- Levan Khotivari
- Born: 4 January 1902 Kutaisi, Kutaisi Governorate, Russian Empire
- Died: 14 December 1980 (aged 78) Tbilisi, Georgian SSR, Soviet Union
- Resting place: Saburtalo Pantheon, Tbilisi
- Occupations: Film director, actor, screenwriter
- Years active: 1924–1980

= Levan Khotivari =

Georgian film director (1902–1980)

Levan Iosebis dze Khotivari (ლევან ხოტივარი; 4 January 1902 – 14 December 1980) was a Georgian film actor, director and screenwriter.

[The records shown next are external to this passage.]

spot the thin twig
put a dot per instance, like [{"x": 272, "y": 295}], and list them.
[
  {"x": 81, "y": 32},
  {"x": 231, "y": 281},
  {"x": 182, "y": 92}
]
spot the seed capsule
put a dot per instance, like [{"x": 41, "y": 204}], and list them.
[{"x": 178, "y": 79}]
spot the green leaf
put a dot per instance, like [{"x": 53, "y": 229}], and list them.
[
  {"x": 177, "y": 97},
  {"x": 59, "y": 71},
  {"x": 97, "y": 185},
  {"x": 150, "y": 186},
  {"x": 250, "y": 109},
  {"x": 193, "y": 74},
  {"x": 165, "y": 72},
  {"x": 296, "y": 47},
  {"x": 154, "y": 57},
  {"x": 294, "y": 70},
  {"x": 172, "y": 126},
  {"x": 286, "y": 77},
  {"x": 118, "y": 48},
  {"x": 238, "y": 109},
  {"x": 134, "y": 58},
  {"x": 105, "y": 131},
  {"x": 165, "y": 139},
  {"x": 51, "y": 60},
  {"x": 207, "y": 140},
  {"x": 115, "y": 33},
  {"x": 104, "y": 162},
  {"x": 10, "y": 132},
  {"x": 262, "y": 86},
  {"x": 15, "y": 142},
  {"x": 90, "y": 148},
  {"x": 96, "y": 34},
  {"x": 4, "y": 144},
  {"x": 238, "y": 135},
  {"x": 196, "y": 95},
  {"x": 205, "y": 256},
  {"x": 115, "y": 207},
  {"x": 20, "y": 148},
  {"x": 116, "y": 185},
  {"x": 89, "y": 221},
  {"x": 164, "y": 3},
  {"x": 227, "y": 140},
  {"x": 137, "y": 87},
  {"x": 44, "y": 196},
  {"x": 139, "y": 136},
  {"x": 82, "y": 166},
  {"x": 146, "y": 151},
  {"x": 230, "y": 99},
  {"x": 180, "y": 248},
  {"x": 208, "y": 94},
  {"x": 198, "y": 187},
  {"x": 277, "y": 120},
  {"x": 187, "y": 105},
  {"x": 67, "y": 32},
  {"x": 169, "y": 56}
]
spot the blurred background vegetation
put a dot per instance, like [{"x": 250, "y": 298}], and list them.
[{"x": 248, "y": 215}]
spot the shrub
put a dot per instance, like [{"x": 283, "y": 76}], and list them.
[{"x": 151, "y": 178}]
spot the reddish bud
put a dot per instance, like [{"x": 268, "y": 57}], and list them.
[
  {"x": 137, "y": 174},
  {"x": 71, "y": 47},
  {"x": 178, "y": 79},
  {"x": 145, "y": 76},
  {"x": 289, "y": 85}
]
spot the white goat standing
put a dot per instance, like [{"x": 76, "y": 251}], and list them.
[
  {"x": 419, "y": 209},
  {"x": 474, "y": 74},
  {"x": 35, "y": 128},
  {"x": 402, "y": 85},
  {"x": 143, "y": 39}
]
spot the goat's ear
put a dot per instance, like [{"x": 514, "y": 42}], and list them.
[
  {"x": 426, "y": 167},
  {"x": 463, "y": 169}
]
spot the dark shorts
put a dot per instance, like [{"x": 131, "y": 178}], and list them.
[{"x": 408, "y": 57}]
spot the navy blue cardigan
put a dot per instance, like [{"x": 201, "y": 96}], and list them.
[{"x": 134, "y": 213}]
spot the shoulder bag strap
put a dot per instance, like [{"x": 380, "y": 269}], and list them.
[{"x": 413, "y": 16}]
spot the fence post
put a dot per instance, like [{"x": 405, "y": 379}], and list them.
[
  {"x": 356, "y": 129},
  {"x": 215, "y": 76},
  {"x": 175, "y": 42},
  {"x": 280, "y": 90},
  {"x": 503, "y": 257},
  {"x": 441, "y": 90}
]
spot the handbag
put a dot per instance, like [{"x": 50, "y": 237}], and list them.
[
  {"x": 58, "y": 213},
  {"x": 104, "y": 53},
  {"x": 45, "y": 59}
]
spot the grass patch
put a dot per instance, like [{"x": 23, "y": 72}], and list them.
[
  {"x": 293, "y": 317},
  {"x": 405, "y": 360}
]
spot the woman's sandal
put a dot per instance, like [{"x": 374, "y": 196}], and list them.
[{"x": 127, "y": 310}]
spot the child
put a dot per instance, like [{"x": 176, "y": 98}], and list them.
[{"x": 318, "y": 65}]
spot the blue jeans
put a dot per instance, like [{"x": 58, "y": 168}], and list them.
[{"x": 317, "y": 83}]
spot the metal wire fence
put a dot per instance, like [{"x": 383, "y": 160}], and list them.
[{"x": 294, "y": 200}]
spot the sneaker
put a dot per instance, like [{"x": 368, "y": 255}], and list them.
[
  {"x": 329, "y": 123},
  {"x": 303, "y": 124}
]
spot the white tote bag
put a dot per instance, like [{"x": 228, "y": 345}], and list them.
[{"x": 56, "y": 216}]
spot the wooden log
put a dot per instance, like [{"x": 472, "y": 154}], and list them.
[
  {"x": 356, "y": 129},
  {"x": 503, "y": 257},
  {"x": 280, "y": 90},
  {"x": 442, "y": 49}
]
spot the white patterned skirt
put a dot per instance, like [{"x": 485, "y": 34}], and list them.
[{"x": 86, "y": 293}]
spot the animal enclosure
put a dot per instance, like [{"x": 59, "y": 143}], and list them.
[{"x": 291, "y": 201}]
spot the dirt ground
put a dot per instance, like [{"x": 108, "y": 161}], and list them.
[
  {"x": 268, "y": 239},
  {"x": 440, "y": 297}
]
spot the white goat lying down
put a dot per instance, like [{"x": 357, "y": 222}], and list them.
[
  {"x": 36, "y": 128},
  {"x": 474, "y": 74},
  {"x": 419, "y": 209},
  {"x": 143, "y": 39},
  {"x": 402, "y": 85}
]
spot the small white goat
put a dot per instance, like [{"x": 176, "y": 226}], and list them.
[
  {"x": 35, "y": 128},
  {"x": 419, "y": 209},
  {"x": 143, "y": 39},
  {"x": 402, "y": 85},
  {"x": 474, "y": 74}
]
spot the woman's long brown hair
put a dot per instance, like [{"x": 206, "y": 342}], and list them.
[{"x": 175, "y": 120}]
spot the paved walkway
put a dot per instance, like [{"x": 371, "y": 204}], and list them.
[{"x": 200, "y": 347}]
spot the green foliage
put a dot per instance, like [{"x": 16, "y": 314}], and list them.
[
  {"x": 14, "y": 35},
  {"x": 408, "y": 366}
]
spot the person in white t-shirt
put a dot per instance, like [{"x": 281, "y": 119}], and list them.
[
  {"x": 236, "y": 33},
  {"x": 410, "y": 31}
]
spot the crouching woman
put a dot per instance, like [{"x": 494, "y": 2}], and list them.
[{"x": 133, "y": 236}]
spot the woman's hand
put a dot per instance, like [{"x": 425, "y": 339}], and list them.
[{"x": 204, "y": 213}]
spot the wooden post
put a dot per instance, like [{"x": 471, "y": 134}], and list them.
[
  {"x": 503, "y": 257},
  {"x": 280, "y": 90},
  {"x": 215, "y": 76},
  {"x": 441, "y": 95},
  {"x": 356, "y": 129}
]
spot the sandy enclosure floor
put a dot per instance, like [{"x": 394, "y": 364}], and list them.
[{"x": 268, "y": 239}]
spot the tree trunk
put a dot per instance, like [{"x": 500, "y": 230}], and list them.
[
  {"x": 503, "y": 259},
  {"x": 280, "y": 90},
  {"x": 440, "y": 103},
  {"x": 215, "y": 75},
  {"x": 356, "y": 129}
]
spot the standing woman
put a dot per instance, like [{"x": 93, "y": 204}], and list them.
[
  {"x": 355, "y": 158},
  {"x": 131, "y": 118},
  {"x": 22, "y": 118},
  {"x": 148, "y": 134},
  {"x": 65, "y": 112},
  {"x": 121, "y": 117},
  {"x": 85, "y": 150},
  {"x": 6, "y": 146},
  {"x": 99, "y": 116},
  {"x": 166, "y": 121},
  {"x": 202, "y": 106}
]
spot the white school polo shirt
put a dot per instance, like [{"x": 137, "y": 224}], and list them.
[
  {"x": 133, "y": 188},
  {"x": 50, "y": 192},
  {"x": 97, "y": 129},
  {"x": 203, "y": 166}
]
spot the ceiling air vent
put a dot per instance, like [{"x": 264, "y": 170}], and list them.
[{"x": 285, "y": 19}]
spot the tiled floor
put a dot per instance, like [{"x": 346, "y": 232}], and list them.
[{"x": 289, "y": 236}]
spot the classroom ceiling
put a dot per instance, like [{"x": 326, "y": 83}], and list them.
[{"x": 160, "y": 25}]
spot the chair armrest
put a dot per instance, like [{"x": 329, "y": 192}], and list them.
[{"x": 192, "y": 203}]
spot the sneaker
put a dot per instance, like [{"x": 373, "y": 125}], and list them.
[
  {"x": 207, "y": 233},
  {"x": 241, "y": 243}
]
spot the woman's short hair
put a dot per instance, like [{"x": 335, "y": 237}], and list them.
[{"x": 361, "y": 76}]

He worked at the Georgian Film Studio, where he directed mainly comedies, and was named a People's Artist of the Georgian SSR in 1980.

== Early life and career ==
Khotivari was born on 4 January 1902 in Kutaisi. He finished the Kutaisi classical gymnasium in 1921 and from 1923 to 1925 studied at a film-actors' studio in Georgia.

From 1924 he appeared as an actor in more than a dozen films, and from 1944 he worked as an assistant and second director at the Georgian Film Studio. He made his debut as a director in 1954 and went on to direct, mostly comedies. His films include Chrichina (1954, with Siko Dolidze), I Will Tell the Truth (1957), Bridegroom Without a Diploma (1961), Tariel Golua (1968) and A Merry Romance (1972); he also co-wrote several of these screenplays.

== Awards and honours ==
- People's Artist of the Georgian SSR (1980)

== Death ==
Khotivari died in Tbilisi on 14 December 1980 and was buried at the Saburtalo Pantheon.